Attorneys from the Attorney General’s office sent the Government’s written response yesterday pointing out that it is not mandatory for a property owner to submit supporting documents such as a deed, certificate of title, land and building tax receipts or utility bills along with his or her annual rental value form.
Of the three lawsuits filed last week Friday in the Hall of Justice, one is a constitutional motion in which Chaguanas resident Lutchmidat Ramcallie, is asking Government to hold its hand on the implementation of the Property Tax Act until the necessary legislative provisions are implemented and before the court determines the lawsuits.
The others are judicial reviews seeking to have the court declare the process which Government is seeking to implement the law is not in accordance with due process. Yesterday, the Attorney General’s office replied to the constitutional motion’s pre-action letter sent by Ramcallie’s attorneys Avory Sinanan SC, Jagdeo Singh, Dinesh Rambally, Larry Lalla and Kelvin Ramkissoon.
Signed by attorney Zelica Haynes-Soo- Hon, the letter from the AG’s office informed Ramcallie’s attorneys that they failed to set out a clear and cogent unconstitutionality of how implementation of the Property Tax infringes on Ramcallie’s fundamental right to enjoyment of property.
Secondly, the AG’s office pointed out that the taxing power of the State under the authority of the legislature, is an integral aspect of modern governance.
Additionally, the assessment of land and building taxes in the form of rental value, is a standard methodology used even prior to 1962 before the country gained independence from Britain.
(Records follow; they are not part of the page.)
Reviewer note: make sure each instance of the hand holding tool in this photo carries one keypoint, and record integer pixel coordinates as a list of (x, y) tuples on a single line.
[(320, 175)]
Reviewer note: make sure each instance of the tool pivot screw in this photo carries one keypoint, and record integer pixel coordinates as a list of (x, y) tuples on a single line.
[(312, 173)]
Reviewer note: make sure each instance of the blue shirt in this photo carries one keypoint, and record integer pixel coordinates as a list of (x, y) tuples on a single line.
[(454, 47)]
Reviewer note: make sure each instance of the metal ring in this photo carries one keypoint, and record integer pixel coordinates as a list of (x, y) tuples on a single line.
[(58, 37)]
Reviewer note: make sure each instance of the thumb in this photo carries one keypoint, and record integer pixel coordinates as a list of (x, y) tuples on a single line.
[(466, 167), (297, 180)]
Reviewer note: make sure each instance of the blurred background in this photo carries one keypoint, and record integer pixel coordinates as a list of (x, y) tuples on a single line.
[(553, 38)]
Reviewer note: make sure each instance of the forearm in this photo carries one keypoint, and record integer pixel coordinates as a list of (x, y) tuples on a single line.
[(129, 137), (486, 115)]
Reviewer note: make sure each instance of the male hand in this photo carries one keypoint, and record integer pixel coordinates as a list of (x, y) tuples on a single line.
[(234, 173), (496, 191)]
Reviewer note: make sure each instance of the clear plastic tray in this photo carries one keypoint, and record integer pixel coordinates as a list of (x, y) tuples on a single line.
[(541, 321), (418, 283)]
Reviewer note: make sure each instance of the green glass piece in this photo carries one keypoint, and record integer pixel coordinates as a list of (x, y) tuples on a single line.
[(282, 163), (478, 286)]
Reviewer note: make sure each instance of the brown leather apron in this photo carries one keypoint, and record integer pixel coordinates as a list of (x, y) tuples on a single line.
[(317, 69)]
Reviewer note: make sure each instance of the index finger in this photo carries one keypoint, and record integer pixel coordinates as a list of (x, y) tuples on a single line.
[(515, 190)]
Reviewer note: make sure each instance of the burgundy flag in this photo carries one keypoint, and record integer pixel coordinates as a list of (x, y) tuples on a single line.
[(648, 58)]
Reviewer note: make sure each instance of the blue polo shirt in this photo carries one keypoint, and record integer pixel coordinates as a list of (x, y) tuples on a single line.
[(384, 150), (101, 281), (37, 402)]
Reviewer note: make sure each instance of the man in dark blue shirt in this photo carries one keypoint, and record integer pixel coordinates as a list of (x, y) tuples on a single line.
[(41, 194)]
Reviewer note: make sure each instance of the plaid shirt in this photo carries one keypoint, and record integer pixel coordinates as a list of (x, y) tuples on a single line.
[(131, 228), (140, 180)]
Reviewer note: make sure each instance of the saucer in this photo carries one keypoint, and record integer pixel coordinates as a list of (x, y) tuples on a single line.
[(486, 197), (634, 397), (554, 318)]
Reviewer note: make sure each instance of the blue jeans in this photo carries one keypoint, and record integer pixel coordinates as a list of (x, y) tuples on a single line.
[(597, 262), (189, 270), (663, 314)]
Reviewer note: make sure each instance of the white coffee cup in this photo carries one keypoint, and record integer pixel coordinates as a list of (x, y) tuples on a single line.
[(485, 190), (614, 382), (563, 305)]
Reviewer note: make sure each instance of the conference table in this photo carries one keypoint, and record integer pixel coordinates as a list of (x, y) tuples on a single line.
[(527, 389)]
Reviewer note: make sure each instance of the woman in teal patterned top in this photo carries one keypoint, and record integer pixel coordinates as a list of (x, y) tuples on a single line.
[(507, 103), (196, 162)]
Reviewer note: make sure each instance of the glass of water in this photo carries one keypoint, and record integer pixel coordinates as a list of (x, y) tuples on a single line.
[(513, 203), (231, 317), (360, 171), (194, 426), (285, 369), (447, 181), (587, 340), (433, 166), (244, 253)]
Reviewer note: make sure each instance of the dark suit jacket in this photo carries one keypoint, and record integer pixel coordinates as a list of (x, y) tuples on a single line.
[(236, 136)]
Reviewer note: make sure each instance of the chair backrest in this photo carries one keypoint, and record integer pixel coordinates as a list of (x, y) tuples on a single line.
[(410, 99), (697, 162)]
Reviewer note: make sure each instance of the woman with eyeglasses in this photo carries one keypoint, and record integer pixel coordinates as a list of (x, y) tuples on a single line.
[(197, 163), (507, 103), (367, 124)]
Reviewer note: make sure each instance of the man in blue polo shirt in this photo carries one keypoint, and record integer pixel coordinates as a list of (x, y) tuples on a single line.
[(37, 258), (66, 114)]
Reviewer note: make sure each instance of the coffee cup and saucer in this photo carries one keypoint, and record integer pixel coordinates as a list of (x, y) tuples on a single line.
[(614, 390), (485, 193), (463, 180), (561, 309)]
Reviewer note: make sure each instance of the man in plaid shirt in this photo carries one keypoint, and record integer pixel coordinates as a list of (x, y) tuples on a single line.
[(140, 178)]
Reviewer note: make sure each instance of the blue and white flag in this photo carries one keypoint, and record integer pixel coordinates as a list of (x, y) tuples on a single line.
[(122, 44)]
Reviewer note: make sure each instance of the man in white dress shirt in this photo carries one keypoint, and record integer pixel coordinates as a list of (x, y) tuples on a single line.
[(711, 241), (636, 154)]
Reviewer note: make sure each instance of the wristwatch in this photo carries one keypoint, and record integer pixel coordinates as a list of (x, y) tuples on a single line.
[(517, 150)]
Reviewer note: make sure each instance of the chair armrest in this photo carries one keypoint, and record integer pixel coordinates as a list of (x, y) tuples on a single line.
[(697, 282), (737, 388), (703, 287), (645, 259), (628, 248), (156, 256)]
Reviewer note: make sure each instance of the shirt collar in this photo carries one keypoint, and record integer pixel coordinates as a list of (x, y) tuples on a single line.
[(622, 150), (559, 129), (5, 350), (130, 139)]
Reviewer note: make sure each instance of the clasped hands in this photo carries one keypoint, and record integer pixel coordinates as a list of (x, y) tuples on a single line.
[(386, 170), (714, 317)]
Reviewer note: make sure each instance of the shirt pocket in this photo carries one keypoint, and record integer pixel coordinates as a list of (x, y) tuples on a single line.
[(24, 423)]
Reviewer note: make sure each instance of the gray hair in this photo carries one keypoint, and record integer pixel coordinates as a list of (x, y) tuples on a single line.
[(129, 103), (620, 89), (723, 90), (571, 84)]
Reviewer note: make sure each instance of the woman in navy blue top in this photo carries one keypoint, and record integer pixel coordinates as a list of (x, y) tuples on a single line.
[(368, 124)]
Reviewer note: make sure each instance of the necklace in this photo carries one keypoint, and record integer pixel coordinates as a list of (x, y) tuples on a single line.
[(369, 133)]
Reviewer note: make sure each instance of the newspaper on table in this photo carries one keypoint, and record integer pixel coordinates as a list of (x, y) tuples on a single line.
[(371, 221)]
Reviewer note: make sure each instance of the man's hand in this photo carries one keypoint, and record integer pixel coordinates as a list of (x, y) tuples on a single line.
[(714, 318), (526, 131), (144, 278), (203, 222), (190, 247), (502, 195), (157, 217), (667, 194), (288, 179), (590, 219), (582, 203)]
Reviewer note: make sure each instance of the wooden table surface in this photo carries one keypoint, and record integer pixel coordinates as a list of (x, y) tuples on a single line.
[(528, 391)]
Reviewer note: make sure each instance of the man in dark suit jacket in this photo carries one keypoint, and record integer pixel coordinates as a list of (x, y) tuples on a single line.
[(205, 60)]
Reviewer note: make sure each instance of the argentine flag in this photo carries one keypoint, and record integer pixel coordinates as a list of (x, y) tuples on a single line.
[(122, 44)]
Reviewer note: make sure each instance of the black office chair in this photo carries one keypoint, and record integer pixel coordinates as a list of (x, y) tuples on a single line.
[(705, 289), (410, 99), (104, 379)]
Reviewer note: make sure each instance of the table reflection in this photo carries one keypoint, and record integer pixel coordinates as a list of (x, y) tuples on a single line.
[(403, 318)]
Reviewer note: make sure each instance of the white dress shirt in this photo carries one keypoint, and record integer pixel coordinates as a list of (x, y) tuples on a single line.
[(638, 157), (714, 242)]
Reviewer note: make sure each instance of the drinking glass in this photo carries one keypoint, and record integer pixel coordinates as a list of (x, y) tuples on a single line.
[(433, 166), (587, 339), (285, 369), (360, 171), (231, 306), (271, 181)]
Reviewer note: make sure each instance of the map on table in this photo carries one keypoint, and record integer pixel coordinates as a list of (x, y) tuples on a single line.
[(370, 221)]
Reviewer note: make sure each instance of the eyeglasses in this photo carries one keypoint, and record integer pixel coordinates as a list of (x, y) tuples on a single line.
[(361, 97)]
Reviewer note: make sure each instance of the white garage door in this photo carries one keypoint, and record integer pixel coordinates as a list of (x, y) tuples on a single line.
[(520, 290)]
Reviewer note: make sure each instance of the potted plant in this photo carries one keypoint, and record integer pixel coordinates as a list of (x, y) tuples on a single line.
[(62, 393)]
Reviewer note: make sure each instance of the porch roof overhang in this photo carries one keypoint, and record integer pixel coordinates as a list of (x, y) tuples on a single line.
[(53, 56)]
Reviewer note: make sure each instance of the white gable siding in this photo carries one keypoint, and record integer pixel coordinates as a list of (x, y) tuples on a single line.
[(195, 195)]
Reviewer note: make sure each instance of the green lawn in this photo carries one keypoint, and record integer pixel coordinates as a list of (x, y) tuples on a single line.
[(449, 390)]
“The exercise of revenue earning mechanism of the State is a policy- laden governmental decision involving multiple factors including management of limited State resources as well as deference to the expressed will of the legislature,” the AG’s reply stated. The letter informed the attorneys that the Property Tax is now the law of Trinidad and Tobago, and the State will not hold its hand in implementing it while the cases are ventilated in the courts.